NELDA WRAY, M.D., is chief research and development officer for the U.S. Department of Veterans Affairs, overseeing the VA research program. Before accepting her current position, Dr. Wray served as chief of general medicine at the Houston VA Medical Center and as professor and chief of health services research at the Baylor College of Medicine in Houston. In 1999 she became the second person to receive the VA Under Secretary Award for Outstanding Achievement in Health Service Research. Dr. Wray is board certified in internal medicine and pulmonary medicine.

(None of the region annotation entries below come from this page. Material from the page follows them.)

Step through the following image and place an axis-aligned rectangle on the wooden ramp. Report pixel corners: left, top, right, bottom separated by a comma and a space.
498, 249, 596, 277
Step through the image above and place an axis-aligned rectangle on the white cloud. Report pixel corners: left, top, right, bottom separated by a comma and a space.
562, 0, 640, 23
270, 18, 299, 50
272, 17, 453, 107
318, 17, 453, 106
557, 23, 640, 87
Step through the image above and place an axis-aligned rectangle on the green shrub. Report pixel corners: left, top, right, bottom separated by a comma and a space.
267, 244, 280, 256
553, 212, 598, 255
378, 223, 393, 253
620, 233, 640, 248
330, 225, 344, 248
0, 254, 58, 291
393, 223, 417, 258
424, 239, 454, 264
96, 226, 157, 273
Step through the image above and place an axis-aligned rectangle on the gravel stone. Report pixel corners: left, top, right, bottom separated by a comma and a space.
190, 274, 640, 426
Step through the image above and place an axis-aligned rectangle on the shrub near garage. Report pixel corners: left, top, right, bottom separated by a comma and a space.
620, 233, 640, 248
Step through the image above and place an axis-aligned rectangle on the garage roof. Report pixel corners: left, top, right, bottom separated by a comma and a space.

JOHN YATES, M.D., is president of Takeda Global Research and Development Center Inc. Previously, he served as vice president, Medical and Scientific Affairs (MEDSA) of Merck & Co. Prior to joining MEDSA, Dr. Yates was vice president of clinical development in the U.S. Human Health Division of Merck. He also worked with the then-nascent osteoporosis clinical research team at Merck and subsequently led that team in the development of bisphosphonate alendronate (Fosamax) for treatment and prevention of postmenopausal osteoporosis.